Gunung Salak dan Pelajaran Melepaskan

Pagi kemarin, dari balkon apartemen, saya berdiri sambil menarik napas panjang masih dengan kepala yang belum sepenuhnya “siap bekerja”. Malam sebelumnya saya baru pulang dari perjalanan yang panjang; panjang dalam hitungan waktu, tetapi juga panjang karena banyak hal yang berputar dalam kepala saya. Tentang bagaimana peran dan eksistensi sebagai manusia kadang memang harus berhenti di titik tertentu, harus selesai, supaya kita bisa melangkah lagi tanpa menunggu semuanya sempurna.

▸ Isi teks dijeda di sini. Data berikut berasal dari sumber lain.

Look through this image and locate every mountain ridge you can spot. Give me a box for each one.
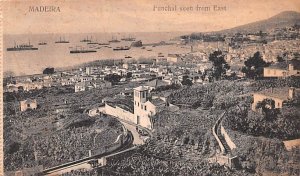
[217,11,300,34]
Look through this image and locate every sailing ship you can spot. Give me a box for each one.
[87,40,99,45]
[121,35,136,41]
[80,36,92,43]
[55,37,69,43]
[98,42,110,45]
[70,46,97,53]
[108,36,120,43]
[7,41,38,51]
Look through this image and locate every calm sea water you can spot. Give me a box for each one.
[4,32,191,76]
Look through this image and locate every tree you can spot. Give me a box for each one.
[255,98,280,120]
[181,75,193,86]
[43,67,55,74]
[104,74,122,84]
[4,71,15,78]
[126,72,133,78]
[277,56,285,62]
[208,51,230,81]
[241,51,269,79]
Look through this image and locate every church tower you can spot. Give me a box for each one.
[133,86,150,125]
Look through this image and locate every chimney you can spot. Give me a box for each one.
[288,64,294,71]
[289,87,295,99]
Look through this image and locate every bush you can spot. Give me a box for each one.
[8,142,21,154]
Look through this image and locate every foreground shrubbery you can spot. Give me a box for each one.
[4,114,123,171]
[223,104,300,175]
[169,80,248,109]
[103,144,247,176]
[224,105,300,140]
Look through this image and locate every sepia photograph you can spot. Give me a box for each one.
[2,0,300,175]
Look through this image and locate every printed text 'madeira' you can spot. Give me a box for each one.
[29,6,61,12]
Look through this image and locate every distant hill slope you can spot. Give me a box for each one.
[219,11,300,34]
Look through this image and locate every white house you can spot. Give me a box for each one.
[133,86,166,129]
[20,99,37,112]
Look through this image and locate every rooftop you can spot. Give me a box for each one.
[168,54,180,57]
[254,87,299,100]
[268,59,300,70]
[145,79,169,88]
[134,86,150,91]
[21,98,36,104]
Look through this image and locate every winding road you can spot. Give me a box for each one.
[41,113,149,175]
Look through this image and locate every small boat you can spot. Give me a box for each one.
[113,46,130,51]
[87,42,98,45]
[38,41,47,45]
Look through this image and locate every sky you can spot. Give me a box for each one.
[3,0,300,34]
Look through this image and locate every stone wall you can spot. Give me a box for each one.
[104,103,135,123]
[212,116,225,154]
[220,123,237,150]
[210,154,239,169]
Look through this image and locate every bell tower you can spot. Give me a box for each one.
[133,86,150,125]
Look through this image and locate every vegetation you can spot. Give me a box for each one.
[104,74,122,84]
[42,67,55,74]
[151,83,181,92]
[277,55,285,62]
[181,75,193,86]
[225,105,300,140]
[255,98,280,119]
[208,51,230,81]
[3,85,126,171]
[241,51,269,79]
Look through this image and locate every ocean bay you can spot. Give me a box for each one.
[4,32,190,76]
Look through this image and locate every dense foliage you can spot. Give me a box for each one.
[241,51,269,79]
[208,51,230,81]
[104,74,122,84]
[42,67,55,74]
[225,106,300,140]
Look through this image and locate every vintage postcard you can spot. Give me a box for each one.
[1,0,300,175]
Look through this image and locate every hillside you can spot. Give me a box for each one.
[219,11,300,33]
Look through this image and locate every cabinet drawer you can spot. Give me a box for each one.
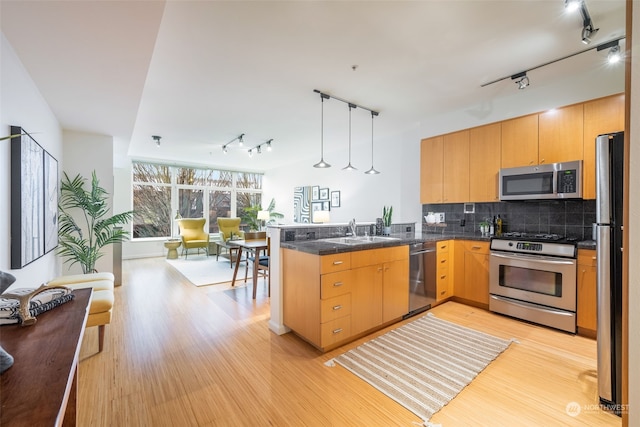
[464,241,490,253]
[437,240,450,253]
[321,253,351,274]
[578,249,597,267]
[437,254,449,270]
[351,245,408,268]
[321,270,353,299]
[321,294,352,323]
[321,316,352,347]
[436,272,450,300]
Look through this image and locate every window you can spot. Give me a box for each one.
[131,162,263,239]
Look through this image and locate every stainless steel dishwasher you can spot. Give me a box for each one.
[405,241,436,318]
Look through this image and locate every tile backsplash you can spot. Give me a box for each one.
[422,200,596,240]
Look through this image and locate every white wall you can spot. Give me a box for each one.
[627,3,639,424]
[61,130,114,274]
[1,33,63,291]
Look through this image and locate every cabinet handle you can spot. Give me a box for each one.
[440,290,446,295]
[333,260,343,265]
[440,259,447,263]
[332,305,343,311]
[440,275,446,279]
[592,257,596,260]
[471,246,482,250]
[540,159,545,164]
[377,267,383,272]
[332,328,343,335]
[333,281,343,287]
[529,160,534,165]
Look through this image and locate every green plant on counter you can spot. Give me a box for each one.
[58,171,134,274]
[382,205,393,227]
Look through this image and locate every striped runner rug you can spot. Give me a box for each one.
[327,313,513,422]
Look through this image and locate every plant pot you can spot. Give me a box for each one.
[383,226,391,236]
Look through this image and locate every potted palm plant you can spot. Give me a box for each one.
[382,205,393,235]
[241,198,283,231]
[57,171,134,274]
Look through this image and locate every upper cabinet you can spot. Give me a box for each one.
[582,94,625,199]
[538,103,584,165]
[420,136,444,203]
[420,94,624,205]
[501,114,538,168]
[469,123,501,202]
[443,130,470,203]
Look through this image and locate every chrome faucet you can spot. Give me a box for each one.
[349,218,357,236]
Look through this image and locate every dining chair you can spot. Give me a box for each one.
[244,233,270,295]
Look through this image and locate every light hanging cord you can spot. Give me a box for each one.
[365,111,380,175]
[313,93,331,168]
[343,103,357,171]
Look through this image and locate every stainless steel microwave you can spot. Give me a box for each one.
[499,160,582,201]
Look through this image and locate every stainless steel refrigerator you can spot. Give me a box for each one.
[595,131,624,415]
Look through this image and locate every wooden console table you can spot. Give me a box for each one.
[0,288,92,427]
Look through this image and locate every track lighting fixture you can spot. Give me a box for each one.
[343,103,357,171]
[312,89,380,170]
[511,72,530,90]
[313,92,331,168]
[221,133,245,152]
[565,0,598,44]
[266,139,272,151]
[152,135,161,147]
[481,36,625,89]
[365,111,380,175]
[248,149,253,157]
[597,39,623,64]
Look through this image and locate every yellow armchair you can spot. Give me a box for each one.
[177,218,209,258]
[217,218,244,241]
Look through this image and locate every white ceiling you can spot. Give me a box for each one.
[1,0,626,172]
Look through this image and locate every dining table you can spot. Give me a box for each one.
[228,239,269,299]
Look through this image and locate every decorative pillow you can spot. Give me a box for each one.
[0,271,17,294]
[0,287,75,325]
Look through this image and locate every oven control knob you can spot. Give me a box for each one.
[508,242,514,247]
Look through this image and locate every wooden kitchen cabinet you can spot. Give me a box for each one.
[283,246,408,352]
[538,103,584,165]
[469,123,501,202]
[420,136,444,203]
[501,114,539,168]
[436,240,452,301]
[583,94,625,200]
[443,130,470,203]
[453,241,490,309]
[577,249,597,338]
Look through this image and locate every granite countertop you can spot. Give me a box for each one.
[281,232,594,255]
[280,232,492,255]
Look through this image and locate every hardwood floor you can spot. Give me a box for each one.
[77,257,620,426]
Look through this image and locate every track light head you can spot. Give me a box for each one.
[238,134,244,146]
[581,24,598,44]
[607,45,621,64]
[152,135,161,147]
[266,140,272,151]
[248,149,252,157]
[511,72,529,90]
[565,0,582,12]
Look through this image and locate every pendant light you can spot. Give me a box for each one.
[365,111,380,174]
[313,93,331,168]
[343,103,357,171]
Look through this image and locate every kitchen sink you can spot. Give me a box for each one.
[321,236,400,245]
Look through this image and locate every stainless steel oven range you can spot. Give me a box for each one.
[489,233,578,333]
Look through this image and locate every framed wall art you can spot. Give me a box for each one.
[311,185,320,201]
[11,126,46,268]
[293,186,311,223]
[44,151,59,254]
[331,191,341,208]
[319,187,329,200]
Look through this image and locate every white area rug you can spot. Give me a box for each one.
[326,313,513,422]
[166,254,245,287]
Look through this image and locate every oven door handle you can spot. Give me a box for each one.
[490,295,575,317]
[490,251,575,265]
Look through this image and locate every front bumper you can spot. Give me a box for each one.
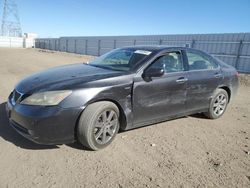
[6,97,83,145]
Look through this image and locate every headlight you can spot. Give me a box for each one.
[21,90,72,106]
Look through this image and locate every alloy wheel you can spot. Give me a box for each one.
[213,94,227,116]
[93,109,118,145]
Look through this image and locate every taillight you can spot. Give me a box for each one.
[236,71,239,77]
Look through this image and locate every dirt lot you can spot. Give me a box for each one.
[0,48,249,188]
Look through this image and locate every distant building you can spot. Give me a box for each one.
[24,33,38,39]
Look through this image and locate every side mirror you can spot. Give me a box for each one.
[143,67,164,78]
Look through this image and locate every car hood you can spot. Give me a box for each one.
[15,63,128,94]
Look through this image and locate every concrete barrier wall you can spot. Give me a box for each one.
[0,36,35,48]
[0,36,24,48]
[35,33,250,73]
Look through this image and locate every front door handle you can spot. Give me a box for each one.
[176,77,188,83]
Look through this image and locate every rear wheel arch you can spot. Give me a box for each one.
[218,86,231,103]
[205,88,229,119]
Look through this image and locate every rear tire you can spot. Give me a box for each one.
[77,101,120,150]
[204,88,229,119]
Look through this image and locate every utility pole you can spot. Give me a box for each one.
[1,0,22,37]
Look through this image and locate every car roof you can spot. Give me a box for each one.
[121,45,190,53]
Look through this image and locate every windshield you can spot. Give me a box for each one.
[88,49,152,71]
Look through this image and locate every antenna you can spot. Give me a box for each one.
[1,0,22,37]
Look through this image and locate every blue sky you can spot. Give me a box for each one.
[1,0,250,37]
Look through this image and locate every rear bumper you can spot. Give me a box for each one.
[230,75,239,101]
[6,99,83,145]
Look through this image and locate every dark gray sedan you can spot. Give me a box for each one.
[6,46,239,150]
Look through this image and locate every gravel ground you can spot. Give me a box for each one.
[0,48,249,188]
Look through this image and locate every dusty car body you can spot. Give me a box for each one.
[6,46,239,150]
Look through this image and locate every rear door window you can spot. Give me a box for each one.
[186,51,218,71]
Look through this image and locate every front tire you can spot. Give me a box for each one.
[204,88,229,119]
[77,101,120,150]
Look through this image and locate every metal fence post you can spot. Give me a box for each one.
[66,39,68,52]
[133,39,136,45]
[191,39,195,48]
[85,39,88,55]
[98,40,101,56]
[74,39,77,53]
[159,39,162,45]
[114,39,116,49]
[235,40,243,70]
[58,39,61,51]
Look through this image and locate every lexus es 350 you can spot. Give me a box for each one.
[6,46,239,150]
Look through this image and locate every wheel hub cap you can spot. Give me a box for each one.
[94,109,118,145]
[213,94,227,116]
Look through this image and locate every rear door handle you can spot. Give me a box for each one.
[176,77,188,83]
[214,73,222,78]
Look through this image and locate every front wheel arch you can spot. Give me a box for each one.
[74,99,127,139]
[77,101,120,150]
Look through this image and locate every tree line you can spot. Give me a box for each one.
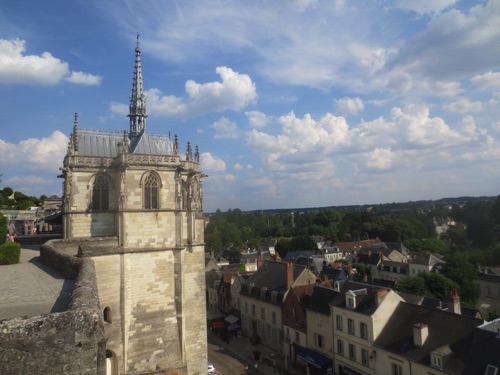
[205,196,500,307]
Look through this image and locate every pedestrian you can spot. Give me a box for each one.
[8,232,15,241]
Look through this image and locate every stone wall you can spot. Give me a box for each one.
[0,240,106,375]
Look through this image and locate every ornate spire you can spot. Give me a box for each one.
[186,141,192,161]
[194,145,200,163]
[68,112,79,154]
[128,33,147,138]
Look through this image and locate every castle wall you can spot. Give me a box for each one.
[0,240,106,375]
[93,250,185,374]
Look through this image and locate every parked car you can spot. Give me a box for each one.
[208,363,216,374]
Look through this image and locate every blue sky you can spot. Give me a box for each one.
[1,0,500,212]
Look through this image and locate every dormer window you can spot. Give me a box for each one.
[334,281,341,291]
[271,290,278,303]
[260,287,267,299]
[431,353,443,370]
[346,290,356,309]
[485,365,498,375]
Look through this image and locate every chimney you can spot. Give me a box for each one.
[287,262,294,288]
[374,288,388,306]
[450,289,461,315]
[257,252,263,269]
[413,323,429,347]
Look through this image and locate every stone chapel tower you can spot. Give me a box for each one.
[59,36,207,374]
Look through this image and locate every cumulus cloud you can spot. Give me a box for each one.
[470,71,500,91]
[443,98,483,113]
[210,117,240,139]
[246,111,271,128]
[391,104,469,147]
[65,71,102,85]
[127,66,256,118]
[334,97,365,115]
[200,152,226,172]
[0,38,100,86]
[0,131,68,171]
[186,66,257,113]
[0,39,69,85]
[361,148,395,170]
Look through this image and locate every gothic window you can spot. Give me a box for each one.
[92,175,109,210]
[144,172,160,209]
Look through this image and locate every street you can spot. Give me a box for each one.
[208,341,247,375]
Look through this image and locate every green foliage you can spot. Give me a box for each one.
[404,238,448,255]
[275,235,317,258]
[0,240,21,265]
[351,262,370,276]
[3,187,13,197]
[395,272,459,302]
[394,275,428,296]
[0,214,6,245]
[442,252,480,305]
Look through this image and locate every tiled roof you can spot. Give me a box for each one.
[334,239,383,253]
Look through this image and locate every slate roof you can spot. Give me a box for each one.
[219,249,259,264]
[320,266,348,282]
[305,285,339,315]
[456,318,500,374]
[410,253,445,266]
[240,260,308,303]
[294,256,325,273]
[284,250,316,261]
[374,302,483,373]
[76,128,174,157]
[329,280,391,316]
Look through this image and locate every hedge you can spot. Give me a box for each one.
[0,241,21,265]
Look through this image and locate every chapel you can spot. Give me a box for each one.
[58,36,208,374]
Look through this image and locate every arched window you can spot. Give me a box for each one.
[92,175,109,210]
[103,306,112,323]
[144,173,160,209]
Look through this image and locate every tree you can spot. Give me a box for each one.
[394,276,428,296]
[442,252,480,305]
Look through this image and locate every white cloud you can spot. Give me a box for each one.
[0,39,69,85]
[470,71,500,90]
[334,97,365,115]
[200,152,226,172]
[0,131,68,171]
[391,104,470,147]
[0,38,100,86]
[395,0,457,15]
[65,71,102,86]
[443,98,483,113]
[246,111,271,128]
[185,66,257,113]
[233,163,243,171]
[210,117,240,139]
[122,67,256,118]
[361,148,395,170]
[110,102,128,115]
[146,88,186,115]
[390,1,500,81]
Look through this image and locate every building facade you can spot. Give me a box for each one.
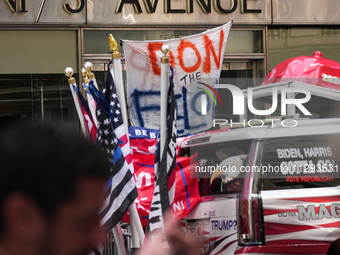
[1,0,340,126]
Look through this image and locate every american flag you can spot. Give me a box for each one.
[107,61,134,175]
[146,66,177,246]
[83,82,99,128]
[88,76,137,231]
[72,84,97,143]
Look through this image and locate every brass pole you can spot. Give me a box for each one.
[109,34,121,59]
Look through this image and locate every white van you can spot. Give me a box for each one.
[180,118,340,255]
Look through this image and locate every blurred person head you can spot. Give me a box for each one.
[0,121,111,255]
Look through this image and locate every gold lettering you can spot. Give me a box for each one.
[116,0,143,13]
[144,0,159,13]
[63,0,85,14]
[19,0,27,12]
[213,0,237,14]
[241,0,261,13]
[187,0,211,13]
[5,0,16,13]
[35,0,46,22]
[164,0,185,13]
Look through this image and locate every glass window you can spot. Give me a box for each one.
[0,73,80,126]
[268,27,340,71]
[261,135,340,190]
[0,31,77,74]
[0,31,79,126]
[186,139,253,196]
[84,30,204,54]
[225,30,263,54]
[83,30,263,54]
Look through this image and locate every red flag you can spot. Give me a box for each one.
[72,84,97,142]
[122,153,200,227]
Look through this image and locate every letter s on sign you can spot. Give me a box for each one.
[63,0,85,13]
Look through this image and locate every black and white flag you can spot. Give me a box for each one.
[88,70,137,231]
[146,66,177,246]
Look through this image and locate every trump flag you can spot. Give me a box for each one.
[122,126,200,227]
[123,21,232,135]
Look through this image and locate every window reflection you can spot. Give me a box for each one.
[84,30,263,54]
[0,74,79,126]
[269,27,340,70]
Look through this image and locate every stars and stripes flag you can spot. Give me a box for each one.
[83,83,99,128]
[146,66,177,247]
[106,61,135,175]
[72,84,97,143]
[88,68,138,231]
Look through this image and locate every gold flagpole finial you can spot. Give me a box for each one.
[81,67,89,84]
[65,67,76,84]
[109,34,120,59]
[161,44,170,64]
[84,62,95,79]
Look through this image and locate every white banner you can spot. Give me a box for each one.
[123,21,232,135]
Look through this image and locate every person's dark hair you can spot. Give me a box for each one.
[0,121,111,234]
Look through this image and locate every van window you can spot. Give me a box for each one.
[261,134,340,190]
[189,139,253,196]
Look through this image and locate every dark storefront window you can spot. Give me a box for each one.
[0,74,79,126]
[83,29,263,54]
[0,30,79,127]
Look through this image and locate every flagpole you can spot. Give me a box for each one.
[160,45,170,157]
[81,67,89,90]
[109,34,129,133]
[112,227,127,255]
[85,62,99,89]
[65,67,86,135]
[84,62,99,127]
[109,35,145,248]
[84,64,128,255]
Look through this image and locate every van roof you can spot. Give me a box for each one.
[181,118,340,148]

Kota di bawah terasa pelan, seolah ikut memberi jeda. Gunung Salak tampak jelas, kokoh, dekat, puncaknya dibungkus awan tipis seperti selimut yang masih tersisa. Langit kelabu, namun cahaya keemasan di timur perlahan menerobos, seperti pesan kecil bahwa hari baru tetap datang.

Cahaya matahari mulai menembus kota
Gunung Salak

Di momen seperti ini saya diingatkan bahwa hidup itu sederhana: simpan yang berharga, lepaskan yang memang bukan milik saya untuk mengendalikan. Tidak semua hal harus dibawa; beberapa cukup dibiarkan larut bersama sisa embun pagi. Saya belajar dari gunung dan dari cahaya yang bersikeras hadir bahwa setiap hari membawa kesempatan baru untuk menata ulang diri. Dan sebelum melangkah lebih jauh, saya harus berkata terima kasih kepada diri sendiri: karena sudah bertahan, sudah pulang, dan masih bersedia memulai hidup baru lagi.

Saya menyadari apa yang dikatakan Marcus Aurelius:
“When you arise in the morning, think of what a precious privilege it is to be alive — to breathe, to think, to enjoy, to love.”
(Ketika kamu bangun di pagi hari, pikirkan betapa berharga hak istimewa untuk hidup — bernapas, berpikir, menikmati, dan mencintai.)

Inilah hak istimewa saya yang patut saya hargai. Selamat melanjutkan perjalanan.